Ideally breakfast, like all meals, should include a starchy carbohydrate - usually bread or cereals in the morning - as well as a portion of dairy foods, along with a serving of fruit or vegetables. This combination of foods provides the body with its preferred energy source, as well as a good chunk of fibre, vitamins, calcium and other minerals.
As time constraints appear to be a big factor in determining whether people eat breakfast or not, if this applies to you, choose quick and easy options, even something that can be eaten on the go. Save those dishes that require more preparation for the days when time is on your side. For some people eating first thing can be a real problem. If you really can't face anything to eat when you get up, wait a couple of hours before you attempt breakfast.
Try the following suggestions for breakfast, all of which include at least one portion of fruit or veg:
- Breakfast smoothie - this is literally breakfast in a glass. Blend a banana, peeled pear and glass of apple juice with a small pot of natural yoghurt and then add a handful of oats - this should make enough for two days, depending on how hungry you are.
- For breakfast in the autumn and winter there is nothing nicer than a warming bowl of porridge made up with milk.
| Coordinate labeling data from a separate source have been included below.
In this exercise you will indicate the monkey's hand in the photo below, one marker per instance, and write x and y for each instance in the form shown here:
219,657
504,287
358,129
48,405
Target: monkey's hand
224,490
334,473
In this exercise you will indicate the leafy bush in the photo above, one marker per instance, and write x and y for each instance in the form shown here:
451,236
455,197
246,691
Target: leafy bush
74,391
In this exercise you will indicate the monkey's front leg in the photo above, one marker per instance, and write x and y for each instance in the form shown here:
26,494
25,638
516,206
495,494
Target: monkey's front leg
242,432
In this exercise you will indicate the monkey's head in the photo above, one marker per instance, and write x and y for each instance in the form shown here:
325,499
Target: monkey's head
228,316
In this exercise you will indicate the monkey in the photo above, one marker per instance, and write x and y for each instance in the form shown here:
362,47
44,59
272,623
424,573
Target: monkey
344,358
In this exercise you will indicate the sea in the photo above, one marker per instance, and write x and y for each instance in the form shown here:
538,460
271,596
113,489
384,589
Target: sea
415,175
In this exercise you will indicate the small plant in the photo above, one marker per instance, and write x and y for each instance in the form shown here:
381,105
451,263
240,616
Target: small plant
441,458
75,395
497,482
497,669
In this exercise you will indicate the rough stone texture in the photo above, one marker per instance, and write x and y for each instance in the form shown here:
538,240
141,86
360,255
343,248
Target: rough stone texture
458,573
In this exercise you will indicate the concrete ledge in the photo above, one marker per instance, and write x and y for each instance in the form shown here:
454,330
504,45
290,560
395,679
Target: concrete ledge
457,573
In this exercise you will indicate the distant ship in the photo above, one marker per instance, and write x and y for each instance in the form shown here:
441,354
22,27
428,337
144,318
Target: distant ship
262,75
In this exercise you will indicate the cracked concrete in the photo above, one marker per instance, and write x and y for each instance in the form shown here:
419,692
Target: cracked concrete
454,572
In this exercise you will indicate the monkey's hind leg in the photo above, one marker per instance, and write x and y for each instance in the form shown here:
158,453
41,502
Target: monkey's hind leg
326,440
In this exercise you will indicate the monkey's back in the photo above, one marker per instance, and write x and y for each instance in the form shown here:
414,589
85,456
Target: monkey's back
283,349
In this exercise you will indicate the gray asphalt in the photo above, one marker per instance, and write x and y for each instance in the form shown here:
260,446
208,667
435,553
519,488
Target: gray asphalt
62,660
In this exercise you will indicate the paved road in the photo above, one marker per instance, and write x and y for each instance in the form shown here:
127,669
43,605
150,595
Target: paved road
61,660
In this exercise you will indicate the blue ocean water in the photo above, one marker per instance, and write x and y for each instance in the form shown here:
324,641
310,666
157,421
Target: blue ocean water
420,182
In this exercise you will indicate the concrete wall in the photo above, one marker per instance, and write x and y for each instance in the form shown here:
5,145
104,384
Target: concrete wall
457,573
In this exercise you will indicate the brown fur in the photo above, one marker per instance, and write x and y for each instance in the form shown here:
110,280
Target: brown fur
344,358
Add a chopped banana, grated apple or 3 tablespoons of sliced tinned fruit such as peaches or pears.
- Add a tablespoonful of dried fruit to your cereal of choice, though Weetabix, Oatibix and Shredded Wheat are amongst the best options, as they are very low in sugar and salt.
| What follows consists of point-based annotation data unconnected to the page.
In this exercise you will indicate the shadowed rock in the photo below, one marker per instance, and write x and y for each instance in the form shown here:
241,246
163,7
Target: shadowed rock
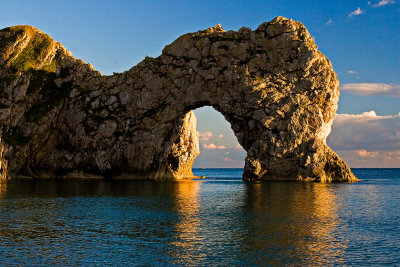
61,118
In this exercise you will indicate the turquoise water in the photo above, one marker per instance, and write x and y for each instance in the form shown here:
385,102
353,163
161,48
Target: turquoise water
219,220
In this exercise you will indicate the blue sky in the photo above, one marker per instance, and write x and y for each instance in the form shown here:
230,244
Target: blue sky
361,38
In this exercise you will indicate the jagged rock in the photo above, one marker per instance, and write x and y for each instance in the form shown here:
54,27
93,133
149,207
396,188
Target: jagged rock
61,118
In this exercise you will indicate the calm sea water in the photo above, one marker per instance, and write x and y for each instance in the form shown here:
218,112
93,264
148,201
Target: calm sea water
219,220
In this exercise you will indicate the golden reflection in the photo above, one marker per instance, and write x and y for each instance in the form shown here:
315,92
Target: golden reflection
300,219
3,188
187,205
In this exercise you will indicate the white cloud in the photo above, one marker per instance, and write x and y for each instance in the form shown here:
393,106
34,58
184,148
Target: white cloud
367,139
372,89
213,146
366,131
205,136
383,3
238,147
356,12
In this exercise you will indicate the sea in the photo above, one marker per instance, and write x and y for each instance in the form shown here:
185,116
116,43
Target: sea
217,221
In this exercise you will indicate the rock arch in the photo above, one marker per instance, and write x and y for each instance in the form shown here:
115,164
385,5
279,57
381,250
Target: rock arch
62,118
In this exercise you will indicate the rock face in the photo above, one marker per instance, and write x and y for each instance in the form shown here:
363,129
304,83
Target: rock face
61,118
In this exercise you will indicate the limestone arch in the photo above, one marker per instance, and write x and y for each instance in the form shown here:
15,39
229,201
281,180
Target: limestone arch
274,87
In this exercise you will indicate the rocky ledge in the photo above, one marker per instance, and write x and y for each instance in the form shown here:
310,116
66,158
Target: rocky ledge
61,118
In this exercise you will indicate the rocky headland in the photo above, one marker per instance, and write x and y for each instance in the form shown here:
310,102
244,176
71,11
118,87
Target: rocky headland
61,118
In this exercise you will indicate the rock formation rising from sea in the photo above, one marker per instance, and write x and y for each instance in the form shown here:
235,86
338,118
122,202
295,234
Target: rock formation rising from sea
61,118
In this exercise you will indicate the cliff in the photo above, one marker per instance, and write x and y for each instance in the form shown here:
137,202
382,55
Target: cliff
61,118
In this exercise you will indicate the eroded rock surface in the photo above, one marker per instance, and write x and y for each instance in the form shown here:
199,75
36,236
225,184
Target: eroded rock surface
61,118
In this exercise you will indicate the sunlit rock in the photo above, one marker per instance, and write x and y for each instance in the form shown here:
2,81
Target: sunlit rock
62,118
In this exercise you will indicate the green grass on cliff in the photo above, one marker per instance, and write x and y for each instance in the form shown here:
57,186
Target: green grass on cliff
32,55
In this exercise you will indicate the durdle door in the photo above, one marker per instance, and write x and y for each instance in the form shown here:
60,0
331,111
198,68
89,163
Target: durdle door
61,118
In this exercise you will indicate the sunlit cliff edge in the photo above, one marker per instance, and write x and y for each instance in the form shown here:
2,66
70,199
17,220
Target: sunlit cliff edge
61,118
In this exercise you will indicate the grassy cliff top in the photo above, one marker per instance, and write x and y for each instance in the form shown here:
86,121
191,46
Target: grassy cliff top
24,47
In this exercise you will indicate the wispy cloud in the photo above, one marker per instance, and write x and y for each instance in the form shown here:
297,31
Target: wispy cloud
356,12
213,146
383,3
367,139
372,89
205,136
367,131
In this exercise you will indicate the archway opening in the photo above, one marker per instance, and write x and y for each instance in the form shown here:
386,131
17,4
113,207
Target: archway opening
219,147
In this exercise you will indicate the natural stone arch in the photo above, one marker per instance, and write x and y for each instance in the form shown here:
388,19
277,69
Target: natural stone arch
276,89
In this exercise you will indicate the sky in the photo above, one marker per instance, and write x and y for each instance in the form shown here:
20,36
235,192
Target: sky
361,38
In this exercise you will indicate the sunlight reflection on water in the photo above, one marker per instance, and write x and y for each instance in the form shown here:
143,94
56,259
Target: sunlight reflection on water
218,221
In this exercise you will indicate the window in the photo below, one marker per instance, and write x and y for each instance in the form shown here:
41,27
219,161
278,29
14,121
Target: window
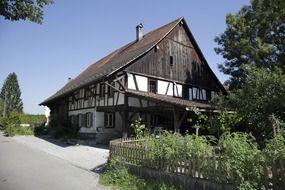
76,95
194,93
82,120
213,94
86,93
89,119
152,86
171,61
111,89
204,96
109,119
102,90
190,94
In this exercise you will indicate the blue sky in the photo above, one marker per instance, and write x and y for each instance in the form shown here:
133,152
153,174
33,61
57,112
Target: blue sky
77,33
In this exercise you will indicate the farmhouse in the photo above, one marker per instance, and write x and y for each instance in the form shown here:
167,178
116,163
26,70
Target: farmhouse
154,77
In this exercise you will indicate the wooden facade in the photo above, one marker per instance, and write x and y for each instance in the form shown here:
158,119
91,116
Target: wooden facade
154,77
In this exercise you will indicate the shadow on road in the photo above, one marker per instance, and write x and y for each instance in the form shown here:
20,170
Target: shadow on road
72,142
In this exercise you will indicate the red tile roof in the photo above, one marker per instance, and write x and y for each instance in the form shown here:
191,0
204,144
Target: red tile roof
115,61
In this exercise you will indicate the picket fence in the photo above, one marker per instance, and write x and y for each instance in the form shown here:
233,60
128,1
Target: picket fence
134,151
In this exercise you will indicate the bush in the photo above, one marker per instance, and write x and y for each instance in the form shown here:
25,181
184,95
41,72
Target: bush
12,130
242,160
117,175
61,129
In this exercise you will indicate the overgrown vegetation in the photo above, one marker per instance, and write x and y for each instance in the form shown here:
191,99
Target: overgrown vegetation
60,128
241,159
12,124
118,176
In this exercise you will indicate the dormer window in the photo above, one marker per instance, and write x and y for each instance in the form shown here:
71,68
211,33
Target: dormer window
111,89
152,86
171,61
102,90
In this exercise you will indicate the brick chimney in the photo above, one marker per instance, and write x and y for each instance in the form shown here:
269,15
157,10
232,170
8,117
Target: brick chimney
139,31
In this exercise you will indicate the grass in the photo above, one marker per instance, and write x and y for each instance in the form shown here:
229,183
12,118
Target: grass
119,178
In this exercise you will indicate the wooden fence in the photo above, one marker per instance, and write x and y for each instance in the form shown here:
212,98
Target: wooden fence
134,151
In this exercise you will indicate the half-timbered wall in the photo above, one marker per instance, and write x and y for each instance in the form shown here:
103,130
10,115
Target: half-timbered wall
175,58
85,100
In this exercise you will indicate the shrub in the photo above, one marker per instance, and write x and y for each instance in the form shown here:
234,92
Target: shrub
117,175
12,130
242,160
61,128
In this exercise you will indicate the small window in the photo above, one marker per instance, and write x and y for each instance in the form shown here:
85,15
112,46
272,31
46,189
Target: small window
86,93
111,90
195,90
213,95
152,86
89,119
76,95
82,120
171,61
109,120
190,94
102,90
204,96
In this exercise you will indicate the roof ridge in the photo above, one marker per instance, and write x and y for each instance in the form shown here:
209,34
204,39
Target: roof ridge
116,60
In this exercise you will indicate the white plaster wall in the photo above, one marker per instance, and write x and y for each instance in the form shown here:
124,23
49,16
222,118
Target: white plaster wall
119,122
178,87
91,129
142,83
121,98
133,102
136,103
131,82
110,101
162,87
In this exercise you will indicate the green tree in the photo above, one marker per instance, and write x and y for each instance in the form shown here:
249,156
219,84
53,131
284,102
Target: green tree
260,98
10,95
254,36
23,9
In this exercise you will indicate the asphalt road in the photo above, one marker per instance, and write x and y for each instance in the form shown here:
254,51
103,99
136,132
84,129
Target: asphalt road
25,168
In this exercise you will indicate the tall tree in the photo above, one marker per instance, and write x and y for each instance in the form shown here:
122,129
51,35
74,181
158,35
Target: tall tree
254,36
23,9
260,98
10,95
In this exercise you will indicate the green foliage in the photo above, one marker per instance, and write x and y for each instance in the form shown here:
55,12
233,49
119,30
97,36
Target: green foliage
242,160
23,9
12,130
254,36
199,120
260,97
275,148
60,128
32,119
10,95
138,127
118,176
169,148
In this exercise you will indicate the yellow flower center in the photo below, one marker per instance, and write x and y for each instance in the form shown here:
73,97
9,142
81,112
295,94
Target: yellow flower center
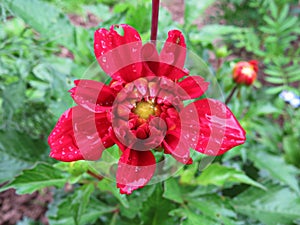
248,71
144,109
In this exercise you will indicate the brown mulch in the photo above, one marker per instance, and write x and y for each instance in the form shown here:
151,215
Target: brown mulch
15,207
- Mash a banana on toast - ideally granary or wholemeal - to replace the butter or margarine; alternatively make a fruit compote to add to toast or porridge.
- If you prefer a savoury start to the day top toast with baked beans, grilled tomato and mushrooms that have either been poached or dry fried. Toast can be varied with a seeded bagel or wholemeal muffin.
- Although it doesn't contain starchy carbohydrate, if you only feel able to manage something light, have any combination of chopped fruit with natural yoghurt.
- Whatever you have for breakfast, accompany it with a glass of pure fruit juice, though stick to 150ml, as they are concentrated in sugar.